April 19, 2016
FROM LEFT: Kim Alexis, Beverly Johnson, Alva Chin and Nancy Donahue at the premiere of About Face: Supermodels Then and Now
As Manhattan becomes a great big broiler oven, the number of social events has dwindled. There was a mountainous premiere on Monday, July 16, but it was for a film title that this writer will likely never mention again—in a theater or not. To Dispatches, the moniker of the deeply violent blockbuster will forevermore recall that sad and dark incident on July 20, in Aurora, Colorado. And if it is true that the self-proclaimed “Joker” bought 6,000 rounds of ammunition online, then we are in for far more trouble as extremists and loons learn how easy it is to act out their violent fantasies.
I found the previous picture in the series enormously difficult to view. In person, Heath Ledger had a unique charm, and I found it morbid to witness the madness of his final role so soon after his death. As was clear in Colorado and at Times Square theaters near my office, very young children are brought to these theaters.
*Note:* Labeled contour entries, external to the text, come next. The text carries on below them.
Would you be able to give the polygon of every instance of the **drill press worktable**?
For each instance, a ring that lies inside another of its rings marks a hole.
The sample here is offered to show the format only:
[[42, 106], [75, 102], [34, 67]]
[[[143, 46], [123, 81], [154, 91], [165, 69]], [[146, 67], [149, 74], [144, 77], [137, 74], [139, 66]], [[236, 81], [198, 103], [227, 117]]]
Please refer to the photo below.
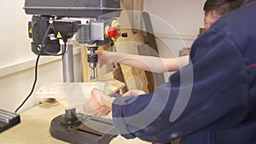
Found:
[[[67, 144], [53, 138], [49, 133], [50, 121], [63, 114], [61, 105], [40, 104], [20, 114], [20, 124], [0, 134], [1, 144]], [[150, 144], [139, 139], [126, 140], [118, 135], [110, 144]]]

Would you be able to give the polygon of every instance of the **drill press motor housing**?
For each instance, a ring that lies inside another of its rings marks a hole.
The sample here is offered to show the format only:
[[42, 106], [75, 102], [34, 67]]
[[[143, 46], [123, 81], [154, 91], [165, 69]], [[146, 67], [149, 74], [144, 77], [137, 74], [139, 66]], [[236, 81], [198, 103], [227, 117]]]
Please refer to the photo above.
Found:
[[[61, 49], [60, 42], [66, 44], [68, 38], [85, 43], [90, 51], [91, 79], [96, 78], [97, 47], [113, 43], [120, 36], [116, 20], [121, 13], [119, 0], [25, 0], [24, 9], [33, 15], [28, 23], [32, 51], [40, 55], [56, 55]], [[65, 52], [66, 47], [62, 49]], [[65, 72], [63, 72], [64, 76]], [[67, 79], [71, 79], [67, 83], [73, 82], [73, 78]], [[101, 130], [91, 129], [95, 127]], [[76, 113], [74, 108], [55, 118], [49, 130], [53, 137], [78, 144], [109, 143], [118, 135], [111, 120]]]

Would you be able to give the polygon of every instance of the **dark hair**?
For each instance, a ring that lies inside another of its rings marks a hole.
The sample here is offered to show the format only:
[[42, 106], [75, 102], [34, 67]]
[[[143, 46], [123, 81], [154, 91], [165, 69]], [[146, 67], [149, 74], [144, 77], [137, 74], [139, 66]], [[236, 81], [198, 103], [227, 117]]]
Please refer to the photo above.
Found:
[[205, 14], [215, 11], [223, 15], [239, 8], [245, 0], [207, 0], [204, 4]]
There should be a law against parents dragging toddlers to monstrously violent screenings. Enough said.
On a lighter note, on Tuesday, July 17, next door to 21 Club, Dispatches caught the debut of the HBO documentary film About Face: Supermodels Then and Now at The Paley Center for Media. Director Timothy Greenfield-Sanders mentioned a connection between his previous documentary about porn stars and this portrayal of well-known models. “The women are in control,” he said. “There are very few industries where it is all about the women. And this is one of them.”
The parade of famous faces (Beverly Johnson, Pat Cleveland) was impressive. Designer Calvin Klein walked in on the arm of his longtime pal Kim Alexis. On the life of a model, Klein noted, “They go to wonderful locations. They work with very creative people. It’s an exciting life.”
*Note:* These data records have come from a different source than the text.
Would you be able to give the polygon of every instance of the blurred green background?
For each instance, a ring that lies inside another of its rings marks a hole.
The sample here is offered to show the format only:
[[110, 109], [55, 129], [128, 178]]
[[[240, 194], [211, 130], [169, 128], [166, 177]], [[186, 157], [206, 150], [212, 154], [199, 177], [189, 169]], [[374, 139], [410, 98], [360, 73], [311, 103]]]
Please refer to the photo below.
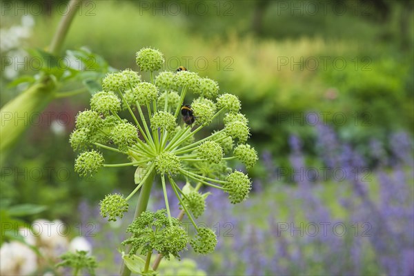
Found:
[[[26, 8], [16, 10], [17, 3]], [[30, 3], [40, 3], [42, 12]], [[2, 45], [1, 106], [24, 88], [10, 86], [14, 79], [37, 73], [22, 66], [10, 73], [8, 66], [16, 64], [5, 57], [23, 59], [25, 52], [19, 49], [46, 49], [61, 17], [57, 8], [64, 3], [1, 2], [3, 33], [22, 25], [23, 15], [34, 21], [18, 45]], [[315, 122], [310, 115], [318, 115], [319, 123], [324, 119], [375, 168], [370, 141], [386, 145], [391, 155], [390, 133], [402, 130], [412, 138], [413, 10], [411, 1], [87, 1], [63, 48], [86, 47], [115, 68], [136, 70], [135, 52], [157, 48], [166, 57], [165, 70], [184, 66], [217, 80], [221, 92], [240, 98], [259, 156], [270, 152], [274, 162], [290, 166], [288, 141], [295, 135], [302, 139], [308, 163], [319, 164], [317, 133], [310, 126]], [[2, 36], [2, 43], [5, 39], [10, 39]], [[78, 84], [62, 86], [69, 90]], [[45, 111], [51, 121], [30, 126], [1, 164], [2, 199], [48, 207], [28, 220], [76, 223], [81, 200], [94, 204], [114, 190], [129, 190], [133, 168], [102, 170], [92, 179], [73, 171], [77, 153], [68, 137], [75, 116], [88, 106], [89, 97], [85, 92], [53, 101]], [[56, 119], [65, 122], [53, 124]], [[275, 185], [266, 182], [268, 173], [261, 158], [249, 175], [266, 188]]]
“It’s a privilege,” added Alexis.
FROM LEFT: Hamish Bowles and Lauren Greenfield; Kathy Hilton and Jackie Siegel at the premiere of The Queen of Versailles
And speaking of privilege, that same night, I zipped over to MoMA for a screening of The Queen of Versailles. It is the cautionary tale of a billionaire time-share mogul and his voluptuous blonde trophy wife, who build a tasteless 90,000-square-mile manse, the very largest in America, on the eve of the financial collapse. They end up with just a few servants, eight kids, and loads of dogs and unscooped poop on their acres of carpet. Former Mrs. Florida beauty pageant winner Jack Siegel, the documentary film’s lead subject, attended the screening but refused to talk to the press. But when she met Austin Hearst, a grandson of William Randolph Hearst, she was overheard admitting that she’d never heard of San Simeon (Hearst Castle). Afterward, at the Royalton, Siegel and Kathy Hilton powwowed in a booth for some time.
And what did director Lauren Greenfield think of the building project? "It’s so massive, it felt like the scale of the L.A. Convention Center. The thing that's fun for me about Jackie is the way she can travel between Versace and Walmart seamlessly."